About 53 percent of all private-sector employers now offer some kind of retirement plan, Ghilarducci said, down from 61 percent in 2001. In California, only 47 percent of employers offered retirement coverage in 2010, down from 53 percent in 2000. The recession forced many employers to drop their plans, she said, but workers have also lost some of their bargaining power, making them less likely to demand a 401(k) or a pension.
Two-thirds of households say they have saved some money for their retirement, according to a survey by the Employee Benefits Research Institute, but only 45 percent say they take part in a workplace retirement program. And even if they have saved some money, many do not have anywhere near enough to keep them afloat in retirement. About half of the respondents in the survey said they had less than $10,000 in savings.
Such findings have scared policymakers and analysts who worry about a wave of destitute elderly people relying on Social Security just as the program is facing financial pressures.
“People run out of money when they get old,” said Harkin, who chairs the Senate Health, Education, Labor and Pensions Committee. “They see their living standards decline, they lean more and more on the social safety net, squeezing government cost again at all levels. So it comes back on taxpayers again. We need to do more to help American families cope with this looming crisis.”

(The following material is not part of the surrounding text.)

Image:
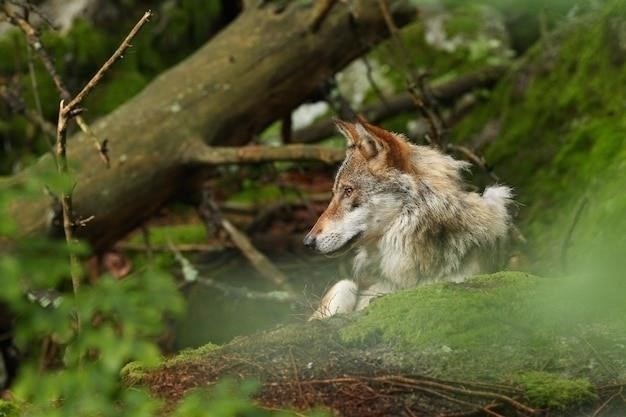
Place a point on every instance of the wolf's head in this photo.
(366, 192)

The California program is still a year or two away from implementation. To pacify skeptical lawmakers and opposing lobbyists, de León agreed to raise money for a feasibility study that would assess whether the program could be self-sustaining. Once that study is completed, the state will also have to ask the Treasury and the Labor departments whether there are tax implications to the program and whether the program is subject to the 1974 Employee Retirement Income Security Act (PL 93-406), which imposes strict rules on employers who offer retirement plans.